More than books: libraries in Queensland have a bigger story to tell
This article, by guest contributor Louise Denoon, Executive Director at the State Library of Queensland, is from the February - March edition of the LGAQ Council Leader Magazine. Keep an eye out for it here, or contact us if you would like to receive a hard copy.
In wartime Queensland, The Rockhampton Morning Bulletin published a story (3 November, 1943) on the parliamentary push for free public libraries in Queensland. The government of the time believed that libraries were needed for post-war development and to ‘preserve democracy’.
Queensland’s then Premier Frank Cooper said branch libraries would be established all over the state and ‘books for the people would come first and the buildings would come later’.

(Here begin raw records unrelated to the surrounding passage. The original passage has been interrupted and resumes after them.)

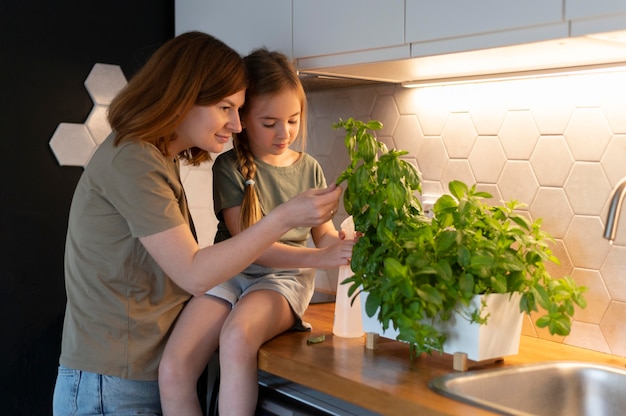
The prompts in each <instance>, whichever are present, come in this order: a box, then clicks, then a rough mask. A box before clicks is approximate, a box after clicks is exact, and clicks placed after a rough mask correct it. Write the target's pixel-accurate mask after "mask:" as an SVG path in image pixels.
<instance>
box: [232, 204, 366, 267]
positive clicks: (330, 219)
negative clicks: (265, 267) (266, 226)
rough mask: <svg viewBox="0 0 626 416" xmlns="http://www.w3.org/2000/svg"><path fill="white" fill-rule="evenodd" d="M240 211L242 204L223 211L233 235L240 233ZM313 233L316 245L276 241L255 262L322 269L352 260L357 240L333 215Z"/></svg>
mask: <svg viewBox="0 0 626 416" xmlns="http://www.w3.org/2000/svg"><path fill="white" fill-rule="evenodd" d="M239 212H240V207H239V206H235V207H231V208H226V209H223V210H222V215H223V217H224V221H225V223H226V227H228V230H229V231H230V234H231V235H232V236H233V237H234V236H236V235H238V234H239ZM272 212H273V211H272ZM270 214H271V213H270ZM281 235H282V234H281ZM311 236H312V238H313V242H314V243H315V246H316V247H294V246H289V245H286V244H282V243H279V242H275V243H274V244H272V245H271V246H270V247H269V248H268V249H267V250H265V251H264V252H263V253H262V254H261V255H259V256H258V257H257V258H256V260H254V262H255V263H257V264H260V265H263V266H266V267H277V268H299V267H313V268H322V269H324V268H333V267H339V266H343V265H346V264H349V263H350V258H351V257H352V246H353V245H354V243H355V241H354V240H343V239H341V238H340V236H339V233H338V232H337V230H336V229H335V226H334V225H333V223H332V218H331V219H329V220H328V221H325V222H324V223H322V224H320V225H319V226H314V227H312V229H311Z"/></svg>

75 years on, Queensland libraries have truly come of age and books are just part of a much bigger package. Step inside your local library and you’re likely to find a gaggle of bouncing, singing toddlers and seniors enrolling in tech sessions. They are thriving community spaces with something to offer for everyone.
I’m one of more than two million Queenslanders who hold a library card and I’m a proud member of a community who comes to a local library to create, share knowledge, find answers and learn.
But I must be one of the luckiest members because for me, visiting libraries is both business and pleasure. My work takes me to branches from Cunnamulla to Cooktown and I get to experience first-hand the vast offering of dynamic, digitally-focussed spaces that help connect people not just locally — but globally.
This year, I’ve travelled to the Bush Councils Convention in Charters Towers, the Indigenous Leadership Forum in Cairns and the annual LGAQ Conference in Gladstone and I have come to understand libraries as the quiet achievers in Queensland’s cities, regional and remote areas.
What makes them so great? The top five attributes as voted by mayors and councillors at Gladstone’s LGAQ conference were free WIFI, friendly staff, a place for everyone, family friendly spaces and storytelling. The poll revealed how deeply elected local government representatives value the library in their local community.
And I’m wholeheartedly with them.
There are more than 320 public libraries and Indigenous Knowledge Centres (IKCs) across Queensland and they’re a major employer with over 1500 Queenslanders calling them their workplace. They’re also big business with around $250million invested each year in this important pillar of local communities’ infrastructure.
The strength of their impact was recognised when the State Government invested $20million into the four-year First 5 Forever family literacy initiative. Three years in, the results have been phenomenal with a massive influx in story time, rhyme time, outreach and collection use — all contributing to confident parents being their child’s first and most important teacher.
They also play a vital role in helping bridge the digital divide — providing informal, community-centred, and neutral learning sites for creativity and exploration for the disabled, seniors, North-West Queensland residents, and Aboriginal and Torres Strait Islander people.
So next time you step inside a library, look beyond the books on the shelves and remember you’re part of something so much more.
Local government delivers a winning combination of public libraries and Indigenous Knowledge Centres as trusted spaces, deeply local and connected to their communities. I am really proud to work with Local Government.